Widely considered the greatest genius of all time, Albert Einstein revolutionized our understanding of the cosmos with his general theory of relativity and helped lead us into the atomic age. Yet in the final decades of his life, he was ignored by most working scientists, and his ideas were opposed by even his closest friends.
How did this happen? Einstein's imagination and self-confidence served him well when he was young. But when it came to the new field of quantum mechanics, the same traits undermined him. Bestselling biographer David Bodanis traces Einstein from the skeptical, erratic student to the world's most brilliant physicist--and then to the desolate, fallen-from-grace celebrity.
An intimate biography touching on the romances and rivalries of the celebrated physicist, as much as on his scientific goals, Einstein's Greatest Mistake reveals what we owe Einstein today--and how much more he might have achieved if not for his all-too-human flaws.

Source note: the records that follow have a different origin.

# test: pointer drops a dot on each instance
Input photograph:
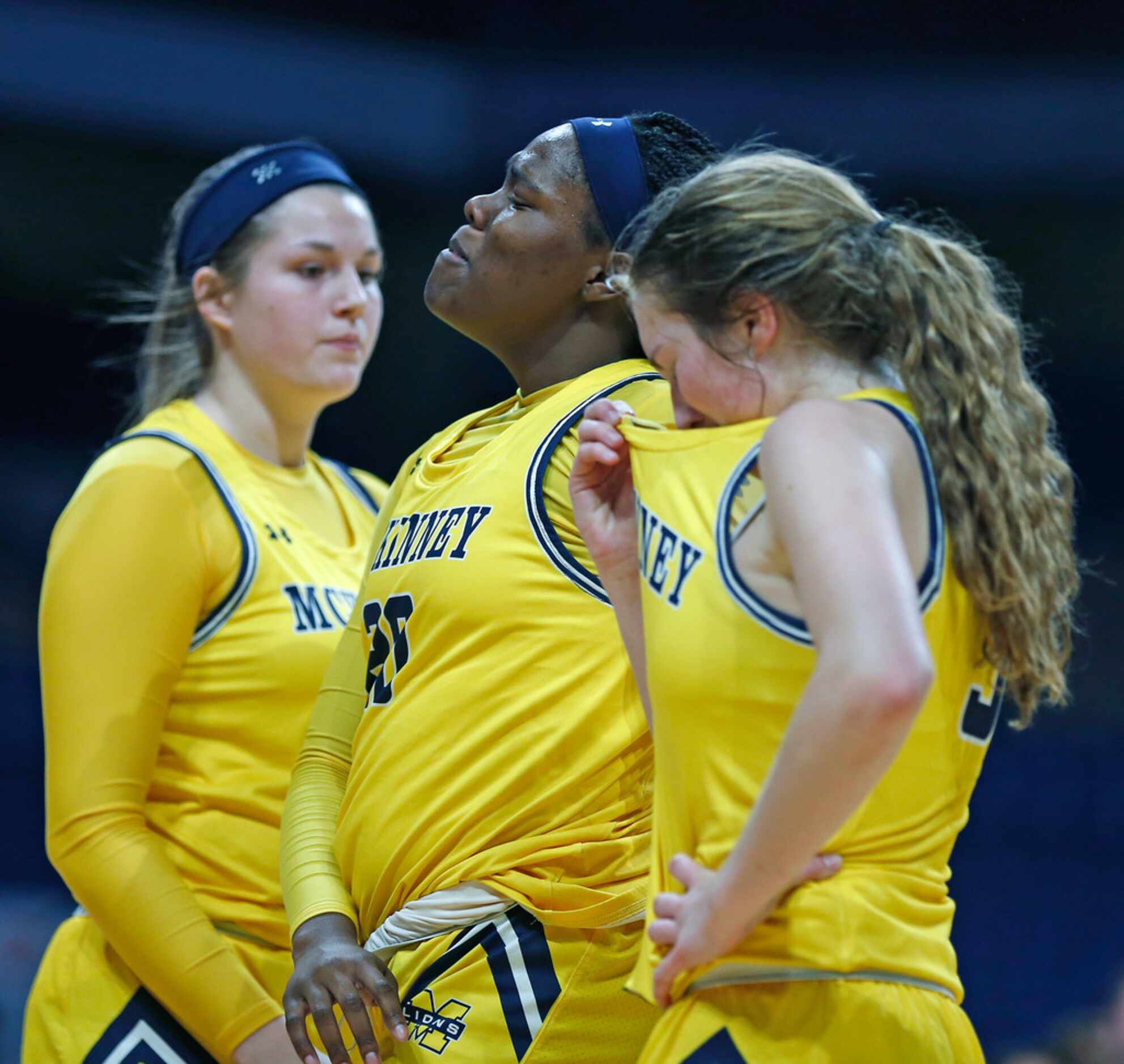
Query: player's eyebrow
(514, 170)
(330, 249)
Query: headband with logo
(249, 188)
(614, 169)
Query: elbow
(890, 692)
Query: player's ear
(757, 322)
(596, 287)
(213, 297)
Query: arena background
(1012, 120)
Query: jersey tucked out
(726, 673)
(480, 718)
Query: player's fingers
(601, 432)
(383, 986)
(668, 906)
(685, 870)
(823, 866)
(664, 976)
(663, 933)
(320, 1005)
(354, 1008)
(603, 410)
(295, 1012)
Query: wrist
(325, 927)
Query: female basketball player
(866, 524)
(196, 588)
(472, 800)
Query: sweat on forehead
(558, 148)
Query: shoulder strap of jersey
(541, 524)
(928, 584)
(354, 484)
(787, 625)
(248, 568)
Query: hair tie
(244, 190)
(614, 170)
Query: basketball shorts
(512, 990)
(837, 1022)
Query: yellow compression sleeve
(311, 879)
(131, 567)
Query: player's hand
(701, 925)
(601, 490)
(330, 968)
(266, 1045)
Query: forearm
(117, 869)
(843, 735)
(311, 879)
(622, 585)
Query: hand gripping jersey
(726, 671)
(502, 739)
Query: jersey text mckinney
(415, 537)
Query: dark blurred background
(1011, 120)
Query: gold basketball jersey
(239, 712)
(726, 672)
(504, 739)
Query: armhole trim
(248, 568)
(541, 524)
(787, 625)
(354, 484)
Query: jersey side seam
(248, 567)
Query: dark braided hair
(670, 148)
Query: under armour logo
(264, 173)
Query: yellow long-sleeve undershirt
(143, 552)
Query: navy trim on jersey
(357, 487)
(519, 956)
(787, 625)
(144, 1033)
(248, 568)
(541, 524)
(718, 1050)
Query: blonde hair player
(864, 526)
(197, 585)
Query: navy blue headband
(258, 181)
(614, 169)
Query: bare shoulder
(814, 428)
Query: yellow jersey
(193, 600)
(726, 671)
(499, 735)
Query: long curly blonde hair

Publishers Weekly® Reviews
- Reviewed in: Publishers Weekly, page .
- Review Date: 2016-07-25
- Reviewer: Staff
Writer and futurist Bodanis (Passionate Minds) imparts fresh insight into the genius—and failures—of the 20th century’s most celebrated scientist. Einstein learned early on to follow his own curiosity rather than his teachers, and Bodanis shows how Einstein’s close friendships with a few young scientists gave him a supportive sounding board for his ideas. Later, Einstein’s dull patent-inspector job gave him time to work out the basics of relativity. Trouble arose when astronomical observations suggested, in opposition to Einstein’s equations, that the universe was unchanging. To make his math agree, Einstein reluctantly added a fudge factor called the cosmological constant, only to regret it when later observations showed the universe really was expanding and his original math had been correct all along. That experience, Bodanis says, made the scientist “downright obdurate” about considering experimental results—exactly the wrong tactic to take as quantum mechanics became the new language of modern physics. Bodanis is sympathetic but realistic: Einstein’s stubbornness effectively ended his career, leaving him isolated and marginalized as the rest of physics moved forward. This provocative biography illuminates the human flaws that operate subtly in the shadows of scientific endeavor. Agent: Patrick Walsh, Conville & Walsh. (Oct.)
Einstein's imperfect theory
Wait—Albert Einstein, whose equations revolutionized our understanding of the origins of the universe, made a mistake? That’s what science writer David Bodanis posits in Einstein’s Greatest Mistake. The personal qualities that allowed the young Einstein to make such enormous breakthroughs kept him from making similar advances in later years, Bodanis writes.
In this chatty account, Bodanis gives us Einstein the young man, trapped in his Bern Patent Office clerkship, struggling to find a teaching post and attached to Mileva Marić, a former mathematics student whom his parents couldn’t stand. Bodanis makes Einstein’s theories graspable, using analogies and illustrations to explain Einstein’s 1905 paper linking energy and mass (E = mc2), and his 1915 general relativity theory (G = T), which indicated that the universe was expanding. Contemporary astronomers saw the universe as static, and so Einstein revised his theory, a mistake that laid the groundwork for another mistake, in Bodanis’ view. Later, experimental scientists like Cambridge astronomer Arthur Eddington, Radcliffe graduate Henrietta Swan Leavitt and Belgian astronomer Georges Lemaître proved that Einstein had been correct at the start: The universe was expanding.
Meanwhile, the state of subatomic physics changed too, as physicists Werner Heisenberg and Erwin Schrödinger theorized that the tiniest particles don’t behave according to the expected laws of physics. Even as experimental evidence supporting this theory grew, Einstein disagreed, assuming future experiments would prove him right. Einstein’s stubborn refusal to accept this concept was his greatest mistake, Bodanis writes: “In his theory of 1915, [Einstein] had revealed the underlying structure of our universe, and he had been right when everyone else had been wrong. He wasn’t going to be misled again.” This refusal isolated him from the younger generation of scientists.
Bodanis’ biography offers a window onto Einstein’s achievements and missteps, as well as his life—his friendships, his complicated love life (two marriages, many affairs) and his isolation from other scientists at the end of his life.